In: Finance
Financial Planning and Growth-
Financial Planning is a vital part of Financial Management. Planning is the first function of management. Before embarking on any venture, the company must have a plan.
Growth is change in company's earnings, revenue, Or some other measure from one period of time (usually a year) to the next. Growth is an increase in value of an investment over time. Stocks, mutual funds and real estate may all be classified as growth investment, but some stock and mutual funds emphasising growth more than other.
Financial planning helps in making growth and expansion programmes which helps long run survival of the company. Financial planning helps reduces uncertainties with regards to changing market trends which can be faced easily through enough funds.
Some of the objectives of Financial planning are-
• Determining capital requirement.
• Determining capital structure.
• Framing financial policies
• Finance manager ensures that the scarce financial resources are maximally utilized in the best possible manner.

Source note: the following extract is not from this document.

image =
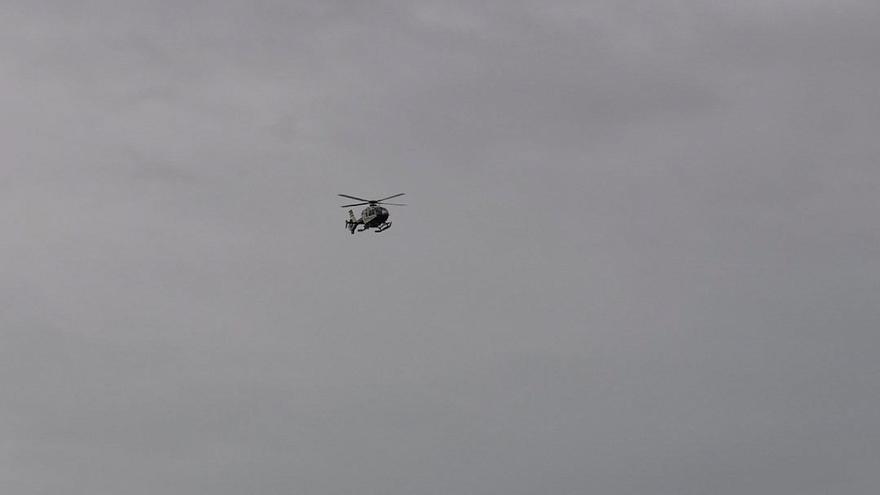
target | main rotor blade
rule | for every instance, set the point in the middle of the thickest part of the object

Long term & Short term Planning-
Long term financial planning combines financial forecasting with strategizing. The Government Finance Officer Association (GFOA) view long term financial planning for business as inclusive of the same skill needed for short term planning. The associations recommends paying attention to number of elements to ensure the efficacy of long term financial planning as well. GFOA sees long term financial planning consisting 5 elements, these are "Time, Scope, Frequency, Content and Visibility".
Short term financial planning is most concerned with present. These " plans have a higher degree of certainty compared to long term plans" and tend to be adaptable to a company's current situation. Further, elements of working capital have the largest impact on their short term flows. The examples of working capital element are "raw material, completed products, cash on hand, debtors and creditors".
The main difference between short term & long term finance is the " Timing of cash flows". Usually short term financial decisions are defined as those that involve cash flow within the next 12 morning months. The long therm is usually defined as longer than one year.